Blood tests can provide physicians with a picture of how a patient's thyroid functions, but an ultrasound can show the gland's physical appearance. Getting a view of the thyroid's anatomy can allow doctors to detect the presence of growths on the gland, called nodules. 

Most people with nodules don't even know they have them. They typically don't cause any symptoms unless the nodules become quite large. In those cases, enlarged nodules can affect the patient's ability to swallow or breathe and may cause pain or hoarseness when speaking. 

When Is An Ultrasound Requested?

Doctors may request an ultrasound of a patient's thyroid if he or she feels nodules during a physical examination. By palpating the area in the front of the patient's neck between the clavicle, the doctor and detect irregular lumps by touch. Nodules are often harmless, but their presence can indicate additional tests may be needed to determine whether the growths are benign or cancerous. The ultrasound will also show if the size, position, and shape of the thyroid gland is normal. 

What More Is Considered?

A study published in 2013 in JAMA Internal Medicine investigated more than 11,000 thyroid ultrasounds to assess the risk of cancer when nodules were present on the thyroid. Nodules were present in all but three percent of the patients diagnosed with thyroid cancer. In patients without cancer, 56 percent had nodules. Despite the prevalence of nodules in the patients who participated in this study, only one percent of these patients were diagnosed with thyroid cancer.

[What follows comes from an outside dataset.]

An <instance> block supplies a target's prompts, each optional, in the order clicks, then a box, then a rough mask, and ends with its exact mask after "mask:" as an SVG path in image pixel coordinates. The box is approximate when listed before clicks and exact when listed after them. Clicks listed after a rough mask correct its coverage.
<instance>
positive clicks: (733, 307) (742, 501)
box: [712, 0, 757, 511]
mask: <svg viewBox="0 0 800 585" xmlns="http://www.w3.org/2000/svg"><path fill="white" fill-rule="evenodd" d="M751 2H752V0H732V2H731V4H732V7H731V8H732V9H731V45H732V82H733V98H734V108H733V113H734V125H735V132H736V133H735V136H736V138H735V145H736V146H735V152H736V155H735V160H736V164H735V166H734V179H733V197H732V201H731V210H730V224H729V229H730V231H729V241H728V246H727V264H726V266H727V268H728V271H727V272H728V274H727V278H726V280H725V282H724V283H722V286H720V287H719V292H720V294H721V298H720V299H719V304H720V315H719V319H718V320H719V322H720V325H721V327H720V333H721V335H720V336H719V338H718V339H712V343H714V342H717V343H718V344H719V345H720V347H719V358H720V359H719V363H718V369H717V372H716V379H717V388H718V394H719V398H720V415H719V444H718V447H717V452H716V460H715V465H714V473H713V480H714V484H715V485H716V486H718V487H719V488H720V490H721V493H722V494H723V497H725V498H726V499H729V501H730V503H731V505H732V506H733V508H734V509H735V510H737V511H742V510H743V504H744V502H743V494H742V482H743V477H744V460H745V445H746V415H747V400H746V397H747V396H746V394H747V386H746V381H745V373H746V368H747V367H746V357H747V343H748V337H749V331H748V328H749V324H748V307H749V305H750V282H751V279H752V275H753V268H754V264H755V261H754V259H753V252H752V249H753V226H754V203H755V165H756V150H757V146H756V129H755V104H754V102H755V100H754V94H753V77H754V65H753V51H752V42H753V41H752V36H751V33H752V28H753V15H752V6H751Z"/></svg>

Because of the low incidence of cancer in thyroid nodules, doctors look closely at the different characteristics in order to determine the likelihood that the nodules could be malignant. 

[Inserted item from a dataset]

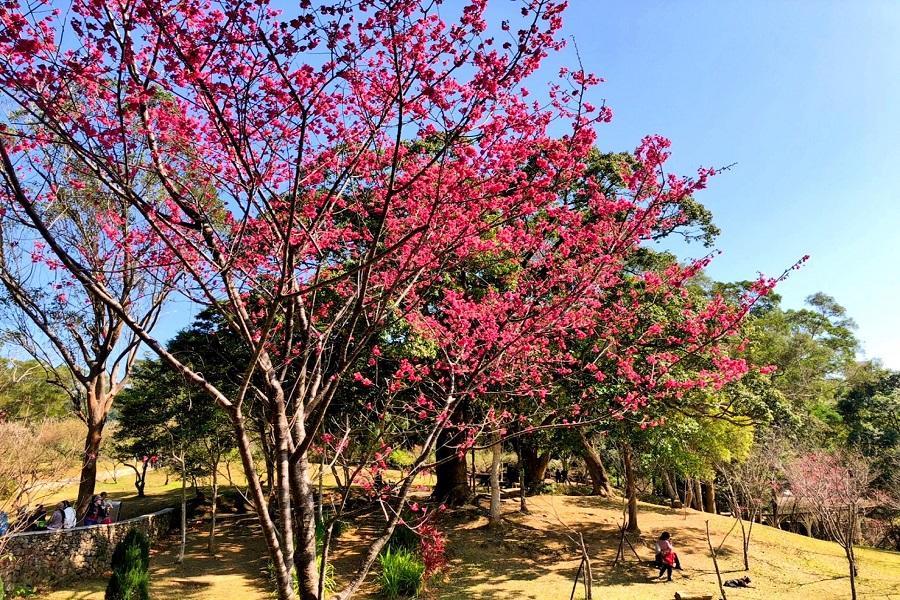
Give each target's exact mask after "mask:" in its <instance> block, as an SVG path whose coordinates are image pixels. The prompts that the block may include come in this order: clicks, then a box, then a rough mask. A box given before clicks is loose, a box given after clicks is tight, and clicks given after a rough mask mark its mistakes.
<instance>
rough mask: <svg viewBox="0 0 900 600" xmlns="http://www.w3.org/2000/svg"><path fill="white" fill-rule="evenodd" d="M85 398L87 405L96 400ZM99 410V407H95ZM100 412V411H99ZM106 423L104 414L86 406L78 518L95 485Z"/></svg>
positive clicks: (78, 497)
mask: <svg viewBox="0 0 900 600" xmlns="http://www.w3.org/2000/svg"><path fill="white" fill-rule="evenodd" d="M88 396H89V398H88V400H87V403H88V405H90V404H95V402H96V401H93V400H91V399H90V394H88ZM96 408H97V409H98V411H99V407H96ZM99 412H102V411H99ZM105 424H106V414H105V413H104V414H102V415H100V414H97V413H95V412H94V411H93V410H91V409H90V408H88V414H87V435H86V436H85V440H84V457H83V459H82V463H81V476H80V479H79V482H78V500H77V502H76V509H75V510H76V511H77V513H78V518H79V519H82V518H84V515H85V514H86V513H87V509H88V506H89V505H90V503H91V498H92V497H93V496H94V491H95V489H96V487H97V459H98V458H99V456H100V443H101V442H102V441H103V426H104V425H105Z"/></svg>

Ultrasounds can detect features such as size, shape, blood flow, calcification, texture, irregular borders, and if the nodule is solid or fluid-filled. The investigators studied the correlation between three characteristics of thyroid nodules and the risk of cancer: size, solidity, and macrocalcification. They found that solid nodules, greater than 2 cm, with evidence of microcalcification indicated high risk for thyroid cancer. If ultrasound shows nodules with suspicious features, further testing may be necessary. According to the National Thyroid Association, fine needle aspiration biopsy is the preferred method to determine if nodules are cancerous or benign. Ultrasound is often used during these biopsies to assist the doctor in guiding the needle. If nodules are found to be cancerous as a result of biopsy, surgery is required to remove all or part of the thyroid gland.